The big case for Apple (NASDAQ:AAPL) struggling over the next couple of years is the constant delay of new product releases. The iPhone has been around for well over a decade now and the tech giant needs to launch new products to re-invigorate growth. My investment thesis remains ultra Bearish on the stock priced for fast growth back at $165 while Apple struggles to launch the new AR/MR device.
AR/MR Device Delays
In the last couple of weeks alone, new Apple product plans have taken major steps backward. First, the new AR/MR headset launch has again been delayed by another 1 to 2 months. Second, Apple Glasses are now being delayed another couple of years, if not indefinitely.
A few weeks back, influential Apple analyst Ming-Chi Kuo suggested the tech giant wanted to delay the new AR/MR device for a more favorable economic environment. The analyst suggests up to a 2-month delay, moving the announcement back to late Q3’23, pushing the sales into FY24.
The headset has a long history of delays and the weak Meta (META) Quest Pro device hasn’t inspired confidence for the new Apple device. The Reality Pro device is predicted to cost between $2,000 and $3,000, not an ideal amount during a potential upcoming recession.
The same analyst is now predicting Apple Glasses won’t surface until 2026 or 2027. Ming-Chi Kuo suggests Apple is looking to adopt new metalens technology in other devices ultimately leading to the heads up display used for Apple Glasses.
The concerning aspect here is that Apple plans to use metalens covers in mass production for the Face ID system for the iPad Pro in 2024. The tech giant must successfully implement the technology in both the iPad and the iPhone products before moving on to the Apple Glasses, suggesting potential delays with the AR Glasses being 3rd inline for the new technology.
While AR Glasses are the holy grail of future products with the potential to replace smartphones, 9to5Mac predicts the device is too much of a moonshot project to expect a production date by 2026:
Apple Glasses are currently a moonshot project. Making them do all the things expected of them, in a device that has all-day battery life, which has a form factor similar to prescription eye-glasses, and is affordable enough to be a consumer product (even an Apple one), is a massively ambitious project. One that was always going to take many years: It was never likely to follow on in quick succession to the Apple Headset, gen 1 or gen 2.
At this point, Apple doesn’t appear to have much of a headset lineup with the AR/MR device primarily aimed at developers and other professional users. The company has no apparent clear path to an affordable consumer headset device anytime soon.

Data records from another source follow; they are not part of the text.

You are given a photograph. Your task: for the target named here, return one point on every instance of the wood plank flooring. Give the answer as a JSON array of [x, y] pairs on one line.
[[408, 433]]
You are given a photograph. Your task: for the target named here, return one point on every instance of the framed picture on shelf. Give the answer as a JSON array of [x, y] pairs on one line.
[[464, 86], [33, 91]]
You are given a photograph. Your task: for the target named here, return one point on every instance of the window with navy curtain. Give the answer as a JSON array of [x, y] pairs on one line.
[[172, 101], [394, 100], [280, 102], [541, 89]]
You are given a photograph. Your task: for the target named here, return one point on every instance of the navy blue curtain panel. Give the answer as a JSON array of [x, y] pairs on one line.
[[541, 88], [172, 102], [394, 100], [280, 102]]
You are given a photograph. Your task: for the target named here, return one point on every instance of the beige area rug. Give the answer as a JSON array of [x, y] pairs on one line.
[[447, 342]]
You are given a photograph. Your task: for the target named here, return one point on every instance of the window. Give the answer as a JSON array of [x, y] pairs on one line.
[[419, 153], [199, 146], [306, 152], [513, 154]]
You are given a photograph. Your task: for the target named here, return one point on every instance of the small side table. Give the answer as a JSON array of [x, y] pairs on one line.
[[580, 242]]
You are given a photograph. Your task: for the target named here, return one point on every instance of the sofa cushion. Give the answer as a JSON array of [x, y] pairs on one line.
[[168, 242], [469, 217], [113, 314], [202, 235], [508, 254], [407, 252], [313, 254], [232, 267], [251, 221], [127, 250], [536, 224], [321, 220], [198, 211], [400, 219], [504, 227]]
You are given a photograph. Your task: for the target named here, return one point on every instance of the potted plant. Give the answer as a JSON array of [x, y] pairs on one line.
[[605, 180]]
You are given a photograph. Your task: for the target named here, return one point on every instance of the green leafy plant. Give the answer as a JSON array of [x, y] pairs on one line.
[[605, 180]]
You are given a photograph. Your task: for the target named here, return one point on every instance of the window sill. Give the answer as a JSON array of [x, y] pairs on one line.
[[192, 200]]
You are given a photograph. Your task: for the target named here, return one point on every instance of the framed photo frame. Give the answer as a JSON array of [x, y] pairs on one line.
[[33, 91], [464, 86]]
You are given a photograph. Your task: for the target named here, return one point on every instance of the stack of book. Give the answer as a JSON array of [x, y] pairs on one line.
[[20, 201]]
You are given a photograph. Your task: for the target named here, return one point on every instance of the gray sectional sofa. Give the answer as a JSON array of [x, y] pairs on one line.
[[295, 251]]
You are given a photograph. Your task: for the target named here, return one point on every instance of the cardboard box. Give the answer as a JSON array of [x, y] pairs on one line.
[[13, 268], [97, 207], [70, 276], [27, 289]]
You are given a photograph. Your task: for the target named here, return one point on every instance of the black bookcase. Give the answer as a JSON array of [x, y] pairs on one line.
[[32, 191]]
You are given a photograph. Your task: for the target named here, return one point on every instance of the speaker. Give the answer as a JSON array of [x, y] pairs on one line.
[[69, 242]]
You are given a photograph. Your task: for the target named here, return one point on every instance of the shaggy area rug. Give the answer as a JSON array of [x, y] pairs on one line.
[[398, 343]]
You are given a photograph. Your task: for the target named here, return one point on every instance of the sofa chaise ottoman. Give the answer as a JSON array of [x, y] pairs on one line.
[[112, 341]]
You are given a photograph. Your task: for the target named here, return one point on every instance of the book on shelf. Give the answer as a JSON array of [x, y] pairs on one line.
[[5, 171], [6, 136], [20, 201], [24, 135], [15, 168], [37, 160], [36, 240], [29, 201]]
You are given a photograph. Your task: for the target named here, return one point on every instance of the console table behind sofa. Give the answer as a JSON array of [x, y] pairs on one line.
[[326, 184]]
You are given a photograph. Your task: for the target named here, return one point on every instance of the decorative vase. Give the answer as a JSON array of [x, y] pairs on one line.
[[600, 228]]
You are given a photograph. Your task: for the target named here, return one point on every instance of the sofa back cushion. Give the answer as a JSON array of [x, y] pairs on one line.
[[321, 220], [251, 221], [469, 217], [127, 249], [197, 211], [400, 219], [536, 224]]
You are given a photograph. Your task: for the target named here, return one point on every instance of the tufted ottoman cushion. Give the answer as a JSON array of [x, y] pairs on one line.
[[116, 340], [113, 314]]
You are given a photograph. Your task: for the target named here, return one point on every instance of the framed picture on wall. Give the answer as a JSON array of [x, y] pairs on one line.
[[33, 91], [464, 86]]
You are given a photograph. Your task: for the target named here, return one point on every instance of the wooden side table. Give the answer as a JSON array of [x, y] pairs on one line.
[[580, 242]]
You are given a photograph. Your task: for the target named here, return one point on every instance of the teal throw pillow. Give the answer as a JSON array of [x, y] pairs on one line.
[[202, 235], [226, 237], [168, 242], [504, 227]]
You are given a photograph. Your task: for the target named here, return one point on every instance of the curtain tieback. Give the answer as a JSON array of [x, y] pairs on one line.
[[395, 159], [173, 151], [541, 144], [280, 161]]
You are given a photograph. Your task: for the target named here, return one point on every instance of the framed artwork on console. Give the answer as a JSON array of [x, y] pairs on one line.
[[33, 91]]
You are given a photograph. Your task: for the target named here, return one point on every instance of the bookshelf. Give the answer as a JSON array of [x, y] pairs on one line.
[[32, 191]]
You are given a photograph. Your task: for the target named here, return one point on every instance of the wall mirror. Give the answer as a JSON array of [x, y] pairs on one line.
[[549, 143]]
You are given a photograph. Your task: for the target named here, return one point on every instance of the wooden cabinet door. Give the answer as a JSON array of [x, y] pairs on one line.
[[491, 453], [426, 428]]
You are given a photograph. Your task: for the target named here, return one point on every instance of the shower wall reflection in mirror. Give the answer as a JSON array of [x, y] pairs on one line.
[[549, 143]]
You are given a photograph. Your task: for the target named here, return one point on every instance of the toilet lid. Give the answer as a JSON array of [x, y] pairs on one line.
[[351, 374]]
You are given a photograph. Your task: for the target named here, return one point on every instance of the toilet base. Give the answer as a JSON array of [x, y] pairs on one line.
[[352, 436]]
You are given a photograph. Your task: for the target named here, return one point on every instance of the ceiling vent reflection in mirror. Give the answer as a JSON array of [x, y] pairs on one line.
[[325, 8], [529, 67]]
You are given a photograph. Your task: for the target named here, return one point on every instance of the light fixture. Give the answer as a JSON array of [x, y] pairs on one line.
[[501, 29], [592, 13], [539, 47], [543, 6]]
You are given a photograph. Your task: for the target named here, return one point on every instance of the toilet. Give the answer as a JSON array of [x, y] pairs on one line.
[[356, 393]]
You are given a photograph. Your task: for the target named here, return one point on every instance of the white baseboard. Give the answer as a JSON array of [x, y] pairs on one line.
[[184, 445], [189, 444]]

All of these delays come as Meta continues to roll out new products and appears to have a far more developed roadmap. The company has apparently already sold 20 million Quest devices and offers a strong roadmap unlike Apple as follows:
- 2023: Quest 3 – 2x thinner, twice as powerful
- 2023: Smart glasses – 2nd generation device
- 2024: Quest 4 – photorealistic, codec avatars
- 2025: Smart glasses – 3rd generation with a display and a neural interface
- 2027: AR glasses
The problem facing Apple is that Meta is unlike past competitors. The company has a market cap topping $570 billion, leaving prior competitors in the smartphone market like BlackBerry Limited (BB) as no comparison.
While Apple has a history of perfecting new products before release and quickly dominating the sector, Meta is a far more formidable competitor. The social media giant isn’t likely to give up a larger lead already being established as Apple flounders to even release a product.
Weak Visibility
Our view has long held that Apple needed to generate much stronger growth to warrant the current valuation. The tech giant needs successful new product launches to generate the growth warranting a stock trading at 28x FY23 EPS targets.
These AR device delays and the lack of a product roadmap similar to Meta reinforce the stock overvaluation. Analysts forecast Apple to watch EPS dip this year prior to a potential snapback in FY24.
Mac sales are already cratering, questioning the ability of Apple to even achieve the weak sales forecasts for a nearly 5% dip in the March quarter and 1% for FY23. According to IDC, Mac sales plunged 40.5% in the March quarter to only 4.1 million units while the tech giant actually underperformed the sector’s 29.0% dip.
Back in FQ2’22, Apple reported Mac sales of $10.4 billion. The tech giant could be looking at a $4 billion sales hit during the March quarter for the Mac alone.
The stock still trades at 23x FY25 EPS targets barely topping $7 while Apple currently trades at $165. The tech giant will generally struggle to reach 10% annual growth rates and the company has no new product releases to provide a big boost to an annual revenue stream set to top $415 billion next fiscal year.
Takeaway
The key investor takeaway is that Apple continues to lose visibility on the AR/VR devices expected to be the next new growth category. The stock is far too expensive here on the rally back to $165. Investors should use the recent strength to unload Apple at a premium valuation.